Résumé par Doctrine IA

La société ROUME BOUFFLERS, partie civile, a formé un pourvoi contre un arrêt de la cour d'appel de Bordeaux qui l'a déboutée de ses demandes concernant une violation de domicile. La cour d'appel avait jugé que les éléments constitutifs de ce délit n'étaient pas réunis, estimant que le château de Bridoire, bien que potentiellement habitable, n'était ni habité ni habitable et que la partie civile n'y avait pas manifesté de présence depuis de nombreuses années.

La partie civile invoquait la violation des articles 226-4, 226-7 et 432-8 du Code pénal, arguant que la cour d'appel avait ajouté des conditions au texte de l'article 226-4 en exigeant une occupation effective ou une intention de séjourner. La Cour de cassation rejette ce moyen, rappelant que le domicile au sens de l'article 226-4 est le lieu où une personne a le droit de se dire chez elle, indépendamment de son occupation effective ou de son affectation.

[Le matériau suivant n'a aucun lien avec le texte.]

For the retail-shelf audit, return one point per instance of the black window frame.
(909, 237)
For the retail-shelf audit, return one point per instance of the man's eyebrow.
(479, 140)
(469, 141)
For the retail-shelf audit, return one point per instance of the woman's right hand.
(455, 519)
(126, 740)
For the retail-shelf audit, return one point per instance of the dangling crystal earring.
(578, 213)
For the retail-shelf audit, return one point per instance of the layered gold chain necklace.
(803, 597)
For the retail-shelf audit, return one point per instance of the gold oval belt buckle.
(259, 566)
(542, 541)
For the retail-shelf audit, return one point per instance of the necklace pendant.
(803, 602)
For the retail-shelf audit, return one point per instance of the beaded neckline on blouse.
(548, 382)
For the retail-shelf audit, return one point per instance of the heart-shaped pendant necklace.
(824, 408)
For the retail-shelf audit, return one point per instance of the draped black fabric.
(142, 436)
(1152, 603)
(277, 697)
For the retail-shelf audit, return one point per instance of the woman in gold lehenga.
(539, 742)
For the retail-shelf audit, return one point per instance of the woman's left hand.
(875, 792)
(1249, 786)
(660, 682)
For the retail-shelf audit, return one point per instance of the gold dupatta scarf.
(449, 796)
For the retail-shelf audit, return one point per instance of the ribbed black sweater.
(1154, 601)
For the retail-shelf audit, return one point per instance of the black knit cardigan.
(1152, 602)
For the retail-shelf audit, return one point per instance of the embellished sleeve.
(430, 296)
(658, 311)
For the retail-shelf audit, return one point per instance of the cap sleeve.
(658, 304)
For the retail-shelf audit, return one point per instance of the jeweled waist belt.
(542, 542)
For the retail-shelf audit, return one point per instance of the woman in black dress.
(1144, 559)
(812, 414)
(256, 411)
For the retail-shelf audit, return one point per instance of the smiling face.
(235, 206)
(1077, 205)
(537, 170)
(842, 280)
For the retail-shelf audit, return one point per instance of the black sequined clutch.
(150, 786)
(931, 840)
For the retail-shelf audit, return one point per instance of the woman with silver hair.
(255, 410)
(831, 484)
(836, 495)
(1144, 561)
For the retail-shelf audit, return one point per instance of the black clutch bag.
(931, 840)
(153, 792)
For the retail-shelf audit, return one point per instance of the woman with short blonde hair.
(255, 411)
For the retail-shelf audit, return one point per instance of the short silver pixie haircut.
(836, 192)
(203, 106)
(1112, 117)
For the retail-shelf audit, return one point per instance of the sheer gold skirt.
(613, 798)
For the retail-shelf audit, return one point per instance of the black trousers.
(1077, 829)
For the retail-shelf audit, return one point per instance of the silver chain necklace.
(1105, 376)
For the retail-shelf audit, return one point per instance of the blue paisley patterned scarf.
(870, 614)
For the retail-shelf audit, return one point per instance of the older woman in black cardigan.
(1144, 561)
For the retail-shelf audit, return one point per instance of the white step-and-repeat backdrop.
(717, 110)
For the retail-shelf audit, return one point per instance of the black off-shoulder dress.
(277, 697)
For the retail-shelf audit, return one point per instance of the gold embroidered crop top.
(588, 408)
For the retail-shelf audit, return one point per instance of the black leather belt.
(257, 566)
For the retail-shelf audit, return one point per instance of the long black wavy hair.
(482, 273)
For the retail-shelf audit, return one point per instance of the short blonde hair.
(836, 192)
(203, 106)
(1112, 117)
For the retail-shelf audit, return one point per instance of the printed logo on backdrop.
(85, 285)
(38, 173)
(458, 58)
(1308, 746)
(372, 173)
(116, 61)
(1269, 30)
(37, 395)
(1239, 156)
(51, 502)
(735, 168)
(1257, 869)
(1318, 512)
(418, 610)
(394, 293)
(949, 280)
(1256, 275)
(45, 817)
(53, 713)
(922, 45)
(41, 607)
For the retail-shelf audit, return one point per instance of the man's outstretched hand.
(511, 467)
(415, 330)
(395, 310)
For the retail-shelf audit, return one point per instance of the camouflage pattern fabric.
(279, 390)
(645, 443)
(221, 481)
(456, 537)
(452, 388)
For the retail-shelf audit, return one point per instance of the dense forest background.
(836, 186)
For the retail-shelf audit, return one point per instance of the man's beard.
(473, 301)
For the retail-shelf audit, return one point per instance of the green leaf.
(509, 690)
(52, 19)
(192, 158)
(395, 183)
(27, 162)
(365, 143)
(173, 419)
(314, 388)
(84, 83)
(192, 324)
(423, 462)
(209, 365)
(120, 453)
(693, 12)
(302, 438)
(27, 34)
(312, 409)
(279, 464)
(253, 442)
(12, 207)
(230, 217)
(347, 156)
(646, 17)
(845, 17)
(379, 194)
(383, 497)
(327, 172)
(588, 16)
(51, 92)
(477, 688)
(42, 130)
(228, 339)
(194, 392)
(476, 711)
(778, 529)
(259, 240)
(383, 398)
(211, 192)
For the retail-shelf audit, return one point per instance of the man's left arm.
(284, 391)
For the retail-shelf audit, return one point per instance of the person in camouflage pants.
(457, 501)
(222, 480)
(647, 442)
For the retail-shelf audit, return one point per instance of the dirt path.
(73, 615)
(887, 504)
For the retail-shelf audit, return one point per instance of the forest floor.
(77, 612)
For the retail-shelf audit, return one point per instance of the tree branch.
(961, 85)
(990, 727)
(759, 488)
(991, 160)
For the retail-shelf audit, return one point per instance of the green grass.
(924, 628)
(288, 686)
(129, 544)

La partie civile soulevait également un second moyen relatif à la destruction de biens, arguant que la cour d'appel aurait dû requalifier les faits en délit de destruction ou dégradation d'un bien appartenant à autrui. La Cour de cassation rejette ce moyen, considérant que les éléments de ce délit étaient distincts des faits dont la cour d'appel était saisie et qu'elle n'avait pas l'obligation de requalifier les faits en une autre infraction non comprise dans la saisine.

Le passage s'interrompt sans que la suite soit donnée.